Grace Paley may be the most underrated of New York twentieth-century writers. Born Grace Goodside in the Bronx, in 1922, she grew up in a Russian-Jewish family with strong socialist ideals. Paley studied poetry with W. H. Auden at the New School. Of Auden, she told the Paris Review that, “He seemed an immortal to me.” “I loved his poems so much,” Paley said, “that I was using this British language all the time—I was saying trousers and subaltern and things like that.” They once arranged to meet up in a café, which she didn’t realize had two branches. She thought Auden had stood her up.
From this wobbly and imitative origin Paley’s voice grew distinct—and multitudinous. In his introduction to A Grace Paley Reader (edited by Kevin Bowen and Nora Paley), George Saunders resorts to exclamations: “All these agitated manic New York voices explaining themselves!” Saunders’s reactions are exclamatory because they are intense: Everybody who knows Paley’s writing adores her. But Saunders also finds a revelatory force in Paley’s observations of everyday life that is something like love, and it’s hard to do anything but exclaim about that.
The anthology selects Paley’s stories, essays, and poetry. Like Saunders, I care most about her fiction, because it is the most unusual part of the Paley oeuvre. The essays about her time in women’s collectives and protesting the American government’s warmongering are important artifacts and teach us much about a movement whose ideas and activism are resurging among young people now. The poems are nice but a bit sentimental. The stories are just themselves, which is a hard thing to describe.
Paley’s fiction is almost exclusively about unmoneyed motherhood in New York City. The character of Faith is Paley’s own avatar, a woman whose small children are totally imbricated into her inner monologue.
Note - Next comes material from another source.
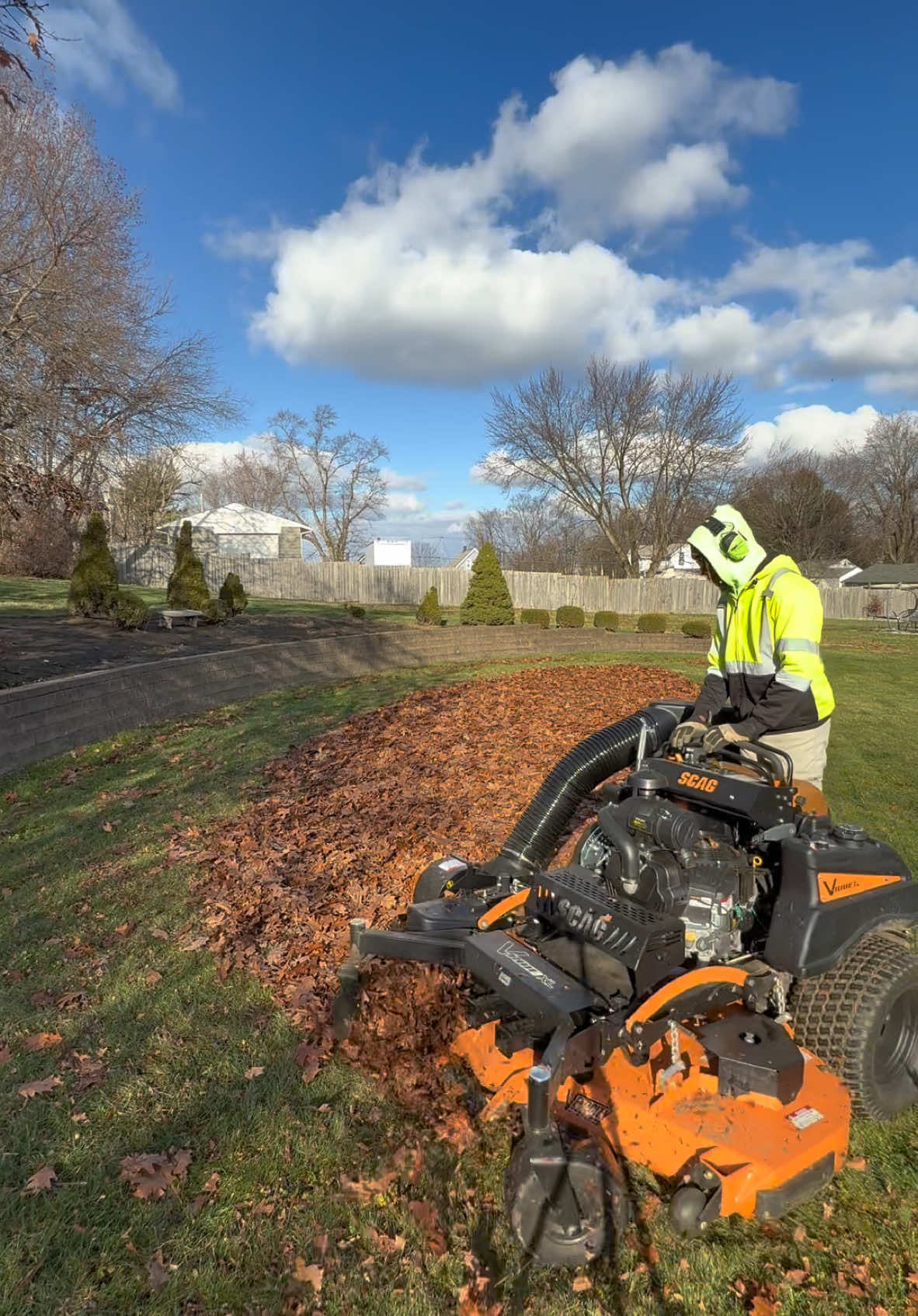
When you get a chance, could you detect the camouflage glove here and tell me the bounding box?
[669,723,708,748]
The story “Faith in a Tree,” from her second short fiction collection Enormous Changes at the Last Minute, is about taking the kids to the park. Of her eldest, Ricardo, Faith muses: “See how beautiful the ice is on the river, see the stony palisades, I said, I hugged him, my pussycat, I said, see the interesting world.” Beholding the world’s details and making them a part of the child’s experience, who is himself a part of the mother’s sensory world: that is Faith’s mode.
Saunders calls this love, this feeling for the glory and pain of the everyday. In “Faith in a Tree,” we drift in and out of conversations, memories, observations. Faith’s “up-the-block neighbor” is Mrs. Junius Finn, “a broad barge, like a lady, moving slow—a couple of redheaded cabooses dragged by clothesline at her stern.” The women call to one another, voices bouncing from tree to path to earth while the children toddle about. “Mrs. Finn goes puff puffing toward the opinionated playground, that sandy harbor.”
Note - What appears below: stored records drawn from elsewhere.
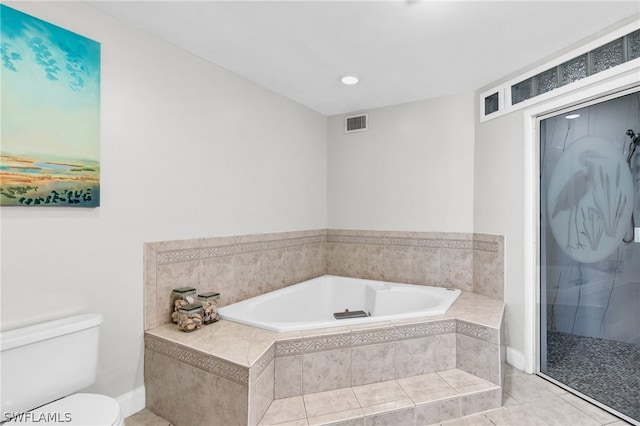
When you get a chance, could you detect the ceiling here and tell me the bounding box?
[89,0,640,115]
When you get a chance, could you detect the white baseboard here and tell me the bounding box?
[116,386,146,418]
[507,346,531,373]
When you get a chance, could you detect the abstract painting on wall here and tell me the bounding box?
[0,4,100,207]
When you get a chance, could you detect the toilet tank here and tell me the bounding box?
[0,314,103,421]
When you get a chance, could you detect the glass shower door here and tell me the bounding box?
[539,88,640,424]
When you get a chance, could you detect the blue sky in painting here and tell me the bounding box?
[0,5,100,160]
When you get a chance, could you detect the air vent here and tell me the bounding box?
[344,114,369,133]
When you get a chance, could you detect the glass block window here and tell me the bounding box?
[484,92,500,115]
[510,30,640,108]
[511,78,533,105]
[560,55,587,86]
[591,38,623,74]
[625,30,640,61]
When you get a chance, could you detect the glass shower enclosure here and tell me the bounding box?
[538,88,640,424]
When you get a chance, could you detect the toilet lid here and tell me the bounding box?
[8,393,124,426]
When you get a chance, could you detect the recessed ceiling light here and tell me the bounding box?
[340,75,358,86]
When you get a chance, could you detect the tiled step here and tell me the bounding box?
[259,369,502,426]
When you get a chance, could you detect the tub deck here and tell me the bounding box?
[145,292,504,426]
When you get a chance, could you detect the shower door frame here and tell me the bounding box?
[524,77,640,424]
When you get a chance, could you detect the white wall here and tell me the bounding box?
[1,2,327,402]
[328,93,475,232]
[473,112,525,360]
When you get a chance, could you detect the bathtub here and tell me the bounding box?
[218,275,461,332]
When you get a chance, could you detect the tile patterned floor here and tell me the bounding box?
[126,366,628,426]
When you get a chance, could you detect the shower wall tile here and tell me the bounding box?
[145,348,248,426]
[144,230,327,330]
[473,234,504,300]
[200,256,235,306]
[440,249,473,291]
[274,355,302,399]
[156,261,199,324]
[248,359,275,426]
[302,348,351,394]
[435,333,456,371]
[327,242,384,280]
[456,333,495,380]
[144,229,504,330]
[351,343,395,386]
[395,336,436,379]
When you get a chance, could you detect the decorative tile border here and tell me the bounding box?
[276,339,302,358]
[351,327,397,346]
[456,320,500,344]
[156,235,327,265]
[327,235,473,249]
[302,333,351,353]
[144,335,249,387]
[275,319,460,358]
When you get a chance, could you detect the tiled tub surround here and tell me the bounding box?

In that Paris Review interview, Paley explains that at the time she began writing stories she “was hanging out a lot.” She describes herself as “kind of lazy,” but adds, “Thank God I was lazy enough to spend all that time in Washington Square Park.” That was when Paley “began to know women very well—as co-workers, really,” and she found her subject.
Paley became a knower of women, a conscious feminist, and a writer all at once. In the essay “Of Poetry and Women and the World,” she expands on this time and the link between women and fiction in her life. “When I came to think as a writer, it was because I had begun to live among women,” she writes. But this did not mean that she understood them. No, “the great thing is that I didn’t know them, I didn’t know who they were.” Instead, it was Paley’s lack of understanding of the domestic lives of women that provoked her writerly fascination. That ignorance “is really where lots of literature comes from,” she writes. “It really comes, not from knowing so much, but from not knowing. It comes from what you’re curious about. It comes from what obsesses you.”
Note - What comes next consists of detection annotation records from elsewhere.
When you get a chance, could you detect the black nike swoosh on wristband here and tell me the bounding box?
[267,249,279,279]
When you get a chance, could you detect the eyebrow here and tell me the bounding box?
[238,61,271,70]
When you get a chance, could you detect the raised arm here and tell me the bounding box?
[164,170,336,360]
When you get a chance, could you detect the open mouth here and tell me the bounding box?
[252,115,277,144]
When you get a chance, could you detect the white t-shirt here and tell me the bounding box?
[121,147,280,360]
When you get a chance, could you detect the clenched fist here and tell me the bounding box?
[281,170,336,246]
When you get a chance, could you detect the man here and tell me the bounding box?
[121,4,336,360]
Although that obsession could feel limiting, it gave her constraints from within which to dig deeper. “I was writing stuff that was trivial, stupid, boring, domestic, and not interesting,” she continues in the same essay. “However, it began to appear that that was all I could do, and I said, ‘Okay, this is my limitation, this is my profound interest, this life of women, and this is what I really have to do.’” Limitation, for Gracey Paley, became the same phenomenon as inspiration.
In his introduction, Saunders makes a strange comparison. He draws a parallel between Paley and David Foster Wallace, although the latter wrote about the world outside of himself with a plunging-in attitude that does not resemble Paley’s at all. But “Paley and Wallace were both very special human beings,” Saunders writes. Each were “composed of mostly primary qualities, with very little of what we might call banal/normalized pollution.”
I think what Saunders means is that both Paley and Wallace engaged in a kind of ecstatic direct experience and tried to render that direct ecstasy into words. There are many fictions of motherhood, and many leftist essays about socialism and the need to end war. There are also many women who deserve to be reclaimed from the obscurity in which so many great American post-war writers languish. There are many generous writers, and many who cared more for living and writing and their families than they cared for fame. But of all these Grace Paley is one of the very best, which A Grace Paley Reader knows.